Search code examples
rregexgsubtmstringr

R: removing part of the word in a character string


I have a character vector

words <- c("somethingspan.", "..span?", "spanthank", "great to hear", "yourspan")

And I'm trying to remove span AND punctuation from every word in the vector

> something thank great to hear your

The thing is, there's no rule if span will appear before or after the word I'm interested in. Also, span can be glued to: i) characters only (e.g. yourspan), punctuation only (e.g. ..span?) or character and punctuation (e.g. somethingspan.).

I searched SO for the answer, but usually I see request to remove whole words (like here ) or elements of the string after/before a letter/punctuation (like here )
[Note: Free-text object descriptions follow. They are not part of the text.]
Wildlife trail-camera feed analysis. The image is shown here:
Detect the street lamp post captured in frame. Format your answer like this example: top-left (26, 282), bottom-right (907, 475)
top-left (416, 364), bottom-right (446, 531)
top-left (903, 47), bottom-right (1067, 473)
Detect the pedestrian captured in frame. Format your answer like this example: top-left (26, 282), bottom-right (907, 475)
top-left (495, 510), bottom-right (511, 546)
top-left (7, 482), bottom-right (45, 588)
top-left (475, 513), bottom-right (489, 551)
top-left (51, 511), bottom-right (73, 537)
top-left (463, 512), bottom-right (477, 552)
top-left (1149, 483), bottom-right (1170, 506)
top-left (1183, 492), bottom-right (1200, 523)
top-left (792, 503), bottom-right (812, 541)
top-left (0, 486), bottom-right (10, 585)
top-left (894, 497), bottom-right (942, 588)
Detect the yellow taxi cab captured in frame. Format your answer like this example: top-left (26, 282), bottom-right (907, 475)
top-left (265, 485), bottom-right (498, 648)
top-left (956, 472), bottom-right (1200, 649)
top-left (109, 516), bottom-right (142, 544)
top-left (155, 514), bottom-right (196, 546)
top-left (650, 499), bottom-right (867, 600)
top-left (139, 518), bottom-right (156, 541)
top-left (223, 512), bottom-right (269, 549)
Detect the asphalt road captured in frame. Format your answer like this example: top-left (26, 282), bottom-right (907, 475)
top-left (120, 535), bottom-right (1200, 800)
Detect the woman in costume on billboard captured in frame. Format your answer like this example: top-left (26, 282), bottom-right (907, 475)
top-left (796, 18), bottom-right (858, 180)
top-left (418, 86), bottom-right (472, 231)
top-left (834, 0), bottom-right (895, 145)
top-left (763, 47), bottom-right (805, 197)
Any help will be appreciated


Solution

  • You may use

    [[:punct:]]*span[[:punct:]]*
    

    See the regex demo.

    Details

    • [[:punct:]]* - 0+ punctuations chars
    • span - a literal substring
    • [[:punct:]]* - 0+ punctuations chars

    R Demo:

    words <- c("somethingspan.", "..span?", "spanthank", "great to hear", "yourspan")
    words <- gsub("[[:punct:]]*span[[:punct:]]*", "", words) # Remove spans
    words <- words[words != ""] # Discard empty elements
    paste(words, collapse=" ")  # Concat the elements
    ## => [1] "something thank great to hear your"
    

    If there result whitespace only elements after removing unwanted strings, you may replace the second step with words <- words[trimws(words) != ""] (instead of words[words != ""]).